На следующий день после полудня Юна нанесла два визита: первый – Аиде, второй – Олив. Аида и ее домочадцы еще не успели отойти от потрясения, вызванного тем, что один из подопечных Гордона ожил на столе в мертвецкой. Многое нужно было сделать. Необходимо было сообщить следователю, что местный врач общей практики с пьяных глаз ошибочно установил смерть у пациента, перенесшего апоплексический удар. Гордон был ни в чем не виноват: в конце концов, он не отвечал за констатацию факта смерти, а просто готовил умершего к погребению. Правда, несчастный горожанин не слишком был доволен разрезом, сделанным на его губе, когда он без сознания лежал на столе для бальзамирования. С того дня, как это произошло, Гордона привлекли к следствию, которое уже началось.

На Фрэнка этот случай не слишком подействовал. В школе ему было что рассказать одноклассникам. Правда, по отпущенным им в самом начале замечаниям было ясно, что желания наблюдать за тем, как Гордон занимается своим погребальным ремеслом, у него поубавилось.

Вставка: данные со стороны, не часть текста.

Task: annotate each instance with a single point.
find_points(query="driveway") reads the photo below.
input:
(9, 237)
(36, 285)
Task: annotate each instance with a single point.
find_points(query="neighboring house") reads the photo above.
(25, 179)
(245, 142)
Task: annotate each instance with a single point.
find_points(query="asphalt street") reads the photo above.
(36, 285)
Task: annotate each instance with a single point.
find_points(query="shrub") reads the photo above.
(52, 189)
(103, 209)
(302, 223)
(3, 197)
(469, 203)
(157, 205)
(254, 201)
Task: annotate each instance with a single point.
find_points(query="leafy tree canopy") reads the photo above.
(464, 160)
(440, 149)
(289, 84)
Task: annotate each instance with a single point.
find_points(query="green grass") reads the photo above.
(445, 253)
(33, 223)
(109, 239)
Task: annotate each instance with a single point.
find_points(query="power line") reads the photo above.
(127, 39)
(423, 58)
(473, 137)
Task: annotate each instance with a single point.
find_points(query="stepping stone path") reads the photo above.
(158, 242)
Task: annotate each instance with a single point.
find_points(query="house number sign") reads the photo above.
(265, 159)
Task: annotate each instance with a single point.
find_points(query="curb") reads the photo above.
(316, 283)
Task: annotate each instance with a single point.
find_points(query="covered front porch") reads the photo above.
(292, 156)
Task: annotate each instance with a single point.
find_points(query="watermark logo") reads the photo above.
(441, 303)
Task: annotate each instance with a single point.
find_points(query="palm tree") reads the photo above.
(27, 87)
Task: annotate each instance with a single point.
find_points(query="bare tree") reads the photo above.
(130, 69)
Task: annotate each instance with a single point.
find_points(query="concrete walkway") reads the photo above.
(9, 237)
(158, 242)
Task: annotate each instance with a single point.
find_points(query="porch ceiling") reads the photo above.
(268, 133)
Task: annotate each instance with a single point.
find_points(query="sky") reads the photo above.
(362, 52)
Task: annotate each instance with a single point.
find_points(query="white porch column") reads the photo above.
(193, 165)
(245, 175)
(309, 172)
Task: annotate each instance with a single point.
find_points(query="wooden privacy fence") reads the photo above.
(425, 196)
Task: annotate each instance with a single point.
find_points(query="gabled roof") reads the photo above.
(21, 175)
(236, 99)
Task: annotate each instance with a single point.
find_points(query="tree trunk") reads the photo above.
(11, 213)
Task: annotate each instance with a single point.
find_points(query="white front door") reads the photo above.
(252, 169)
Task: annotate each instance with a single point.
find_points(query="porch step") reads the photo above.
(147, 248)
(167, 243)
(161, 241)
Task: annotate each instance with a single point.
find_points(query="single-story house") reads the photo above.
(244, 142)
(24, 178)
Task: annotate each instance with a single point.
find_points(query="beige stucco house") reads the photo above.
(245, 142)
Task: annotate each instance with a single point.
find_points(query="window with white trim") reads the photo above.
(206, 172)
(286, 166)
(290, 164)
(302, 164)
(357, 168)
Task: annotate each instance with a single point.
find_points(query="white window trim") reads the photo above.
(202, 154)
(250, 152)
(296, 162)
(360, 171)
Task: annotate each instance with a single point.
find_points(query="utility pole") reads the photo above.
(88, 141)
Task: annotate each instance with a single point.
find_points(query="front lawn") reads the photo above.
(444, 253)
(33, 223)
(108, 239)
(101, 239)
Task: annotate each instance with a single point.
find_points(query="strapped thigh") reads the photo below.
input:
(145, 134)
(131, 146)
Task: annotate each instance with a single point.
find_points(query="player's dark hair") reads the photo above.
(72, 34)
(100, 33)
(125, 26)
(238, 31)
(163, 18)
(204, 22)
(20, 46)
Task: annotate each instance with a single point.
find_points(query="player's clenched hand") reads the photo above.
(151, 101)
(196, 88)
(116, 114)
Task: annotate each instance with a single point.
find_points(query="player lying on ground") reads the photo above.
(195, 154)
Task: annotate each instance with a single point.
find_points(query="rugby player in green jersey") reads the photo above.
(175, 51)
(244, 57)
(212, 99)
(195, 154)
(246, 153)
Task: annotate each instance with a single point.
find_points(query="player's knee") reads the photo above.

Аида до сих пор время от времени вздрагивала, от падения в обморок у нее оставались синяки. Юне она сказала, что у нее начисто пропал аппетит. Она надеялась на сочувствие сестры и удивилась, не найдя его. У Юны была другая тема – Кэсси и ее выезд верхом на сивом коне.

– Кэсси говорит, она сделала это из-за того, что вы с Олив не разговариваете друг с другом.

– Ерунда!

– А вот и не ерунда, Аида. Кэсси из-за вас это сотворила. И говорит, будет повторять это каждую неделю, покуда вы с Олив не замиритесь. И я верю – она слово сдержит. Приходи сегодня вечером к маме, Олив тоже придет. Пора с этой дуростью кончать.